Après sa prestation de vendredi soir aux côtés de Jacques Sapir et Emmanuel Todd, voici la seconde partie de mon compte-rendu du très bon livre de Coralie Delaume « Europe : les états désunis », qui étudie les mécanismes qui ont mené l’UE à devenir un Frankenstein politique et social.

La grande divergence européenne
Comme elle le note, à l’origine, le projet européen devait faire converger ses membres vers le haut. Mais elle constate que «
de grandes divergences se font jour désormais entre ceux qui obtenpèrent parce qu’ils croient n’avoir pas le choix, et ceux qui s’accomodent de la situation parce qu’ils considèrent qu’elle leur est utile, ou, du moins, qu’elle le fut longtemps ». La divergence se lit aussi dans l’évolution du chômage ou de la dette depuis 2007. Les pays du sud de l’eurozone sont les «
damnés de l’intégration européenne » car les «
plans d’aide » sont des exercices de «
répression économique »
qui ont mené à une « tiermondialisation de la Grèce ». En même temps, elle note le paradoxe qu’il y a eu à prêter de l’argent à l’Irlande tout en lui laissant conserver son statut de parasite fiscal.
L’Allemagne, hégémon réticent
L’auteur fait un long développement sur l’Allemagne, évoquant un problème de relation entre pays débiteurs et pays créditeurs. Elle ne croit pas à un dessein prédateur de Berlin, mais à un problème de structures. Berlin refuse logiquement de payer et, en l’absence de monétisation, les marchés imposent leur agenda. Enfin, l’Allemagne est immunisée contre l’euro cher par sa modération salariale, l’ouverture à l’Est, à la main d’œuvre à bas coût, et ses choix industriels. Et avec 75% d’excédents commerciaux hors UE (contre 35% en 2007), elle est moins dépendante de ses partenaires. Mais l’Allemagne reste un « hégémon réticent » qui mène seulement une politique conforme à ses intérêts et dont la cour de Karlsruhe continue de défendre sa souveraineté, au contraire de notre conseil constitutionnel.

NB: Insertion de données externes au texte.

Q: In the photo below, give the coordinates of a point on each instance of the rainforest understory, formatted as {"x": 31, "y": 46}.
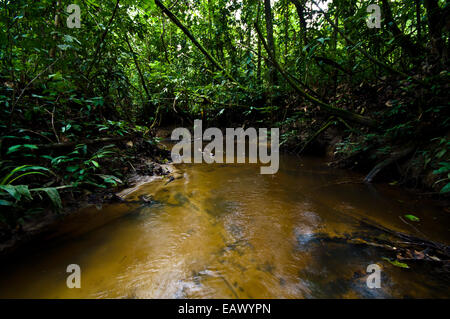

Il y a deus issues. La première, c’est le rejet de la nation et de la démocratie. Jean-Luc Sauron sur le blog de Quatremer dit « ce n’est pas Lisbonne que refusent les tenants du référendum, c’est une plaisanterie. Ils refusent l’UE comme elle est, le monde comme il est, le marché comme il fonctionne ». L’auteur réplique, ironique : « refuser le marché comme il fonctionne, ça, vraiment, c’est impardonnable ». En fait, elle préfère Jaurès qui disait « un peu d’internationalisme éloigne de la patrie, beaucoup y ramène ». Elle cite Laurent Bouvet qui distingue trois représentations du peuple : le peuple démocratique, le peuple social et le peuple national pour noter que l’Europe parvient réalise l’exploit d’affaiblir les trois.
Coralie Delaume conclut en notant que le fait que le PS et l’UMP aient constamment soutenu de concert cette mauvaise europe (
y compris le TSCG) pose un gros problème démocratique dont le paroxysme a été atteint avec
la ratification du traité de Lisbonne, où l’Assemblée Nationale, supposée être le lieu de l’expression de la volonté populaire pour devenir le lieu de son invalidation.